Epidemiology Unit, University of Manchester, Manchester, UK.
BMC Genet. 2005 Dec 30;6 Suppl 1(Suppl 1):S66. doi: 10.1186/1471-2156-6-S1-S66.
A common dilemma arising in linkage studies of complex genetic diseases is the selection of positive signals, their follow-up with association studies and discrimination between true and false positive results. Several strategies for overcoming these issues have been devised. Using the Genetic Analysis Workshop 14 simulated dataset, we aimed to apply different analytical approaches and evaluate their performance in discerning real associations. We considered a) haplotype analyses, b) different methods adjusting for multiple testing, c) replication in a second dataset, and d) exhaustive genotyping of all markers in a sufficiently powered, large sample group. We found that haplotype-based analyses did not substantially improve over single-point analysis, although this may reflect the low levels of linkage disequilibrium simulated in the datasets provided. Multiple testing correction methods were in general found to be over-conservative. Replication of nominally positive results in a second dataset appears to be less stringent, resulting in the follow-up of false positives. Performing a comprehensive assay of all markers in a large, well-powered dataset appears to be the most effective strategy for complex disease gene identification.

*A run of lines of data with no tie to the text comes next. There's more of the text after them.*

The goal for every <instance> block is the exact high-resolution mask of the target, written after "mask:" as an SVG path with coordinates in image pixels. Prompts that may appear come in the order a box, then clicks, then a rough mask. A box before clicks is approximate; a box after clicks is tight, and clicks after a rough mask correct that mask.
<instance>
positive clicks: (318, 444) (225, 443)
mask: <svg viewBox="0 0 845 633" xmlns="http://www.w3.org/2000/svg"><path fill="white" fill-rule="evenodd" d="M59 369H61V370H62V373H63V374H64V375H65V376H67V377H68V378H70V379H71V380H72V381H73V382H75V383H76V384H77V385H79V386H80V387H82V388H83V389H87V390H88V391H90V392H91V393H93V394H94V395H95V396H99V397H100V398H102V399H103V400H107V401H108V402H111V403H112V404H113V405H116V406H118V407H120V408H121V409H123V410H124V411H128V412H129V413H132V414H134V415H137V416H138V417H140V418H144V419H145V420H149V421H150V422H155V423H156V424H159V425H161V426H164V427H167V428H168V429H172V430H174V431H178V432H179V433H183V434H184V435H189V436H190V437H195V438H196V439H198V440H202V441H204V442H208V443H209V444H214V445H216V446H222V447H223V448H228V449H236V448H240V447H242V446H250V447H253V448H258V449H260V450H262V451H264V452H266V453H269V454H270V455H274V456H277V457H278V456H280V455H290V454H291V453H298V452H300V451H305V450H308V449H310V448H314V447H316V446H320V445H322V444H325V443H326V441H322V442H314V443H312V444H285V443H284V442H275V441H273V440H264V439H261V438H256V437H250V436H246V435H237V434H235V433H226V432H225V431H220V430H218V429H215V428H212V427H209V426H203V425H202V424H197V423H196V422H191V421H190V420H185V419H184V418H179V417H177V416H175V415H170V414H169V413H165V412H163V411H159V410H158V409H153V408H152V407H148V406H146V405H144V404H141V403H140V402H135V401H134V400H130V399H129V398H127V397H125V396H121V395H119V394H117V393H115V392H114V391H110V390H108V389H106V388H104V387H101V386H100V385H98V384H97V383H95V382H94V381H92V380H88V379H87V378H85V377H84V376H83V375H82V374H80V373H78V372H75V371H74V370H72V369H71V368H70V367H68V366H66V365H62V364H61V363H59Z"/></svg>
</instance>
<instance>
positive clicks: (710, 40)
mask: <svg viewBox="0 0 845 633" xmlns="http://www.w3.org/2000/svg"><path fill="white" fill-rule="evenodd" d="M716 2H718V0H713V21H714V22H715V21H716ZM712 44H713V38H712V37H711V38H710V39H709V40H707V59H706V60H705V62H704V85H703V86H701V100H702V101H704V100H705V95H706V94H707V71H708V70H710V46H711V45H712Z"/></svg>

在复杂遗传疾病的连锁研究中,常会遇到一个难题,即如何选择阳性信号,如何对其进行关联研究,并区分真实阳性结果和假阳性结果。目前已经设计出了几种克服这些问题的策略。我们使用了遗传分析工作坊 14 模拟数据集,旨在应用不同的分析方法,并评估它们在辨别真实关联方面的性能。我们考虑了 a)单体型分析,b)用于多重检验调整的不同方法,c)在第二个数据集的复制,以及 d)在一个具有足够效力的大型样本组中对所有标记进行详尽的基因分型。我们发现,基于单体型的分析并没有比单点分析有实质性的改进,尽管这可能反映了所提供数据集模拟的低水平连锁不平衡。一般来说,多重检验校正方法被发现过于保守。在第二个数据集中复制名义上的阳性结果似乎不太严格,导致假阳性结果的后续跟踪。在一个大型、功能强大的数据集上全面检测所有标记似乎是识别复杂疾病基因的最有效策略。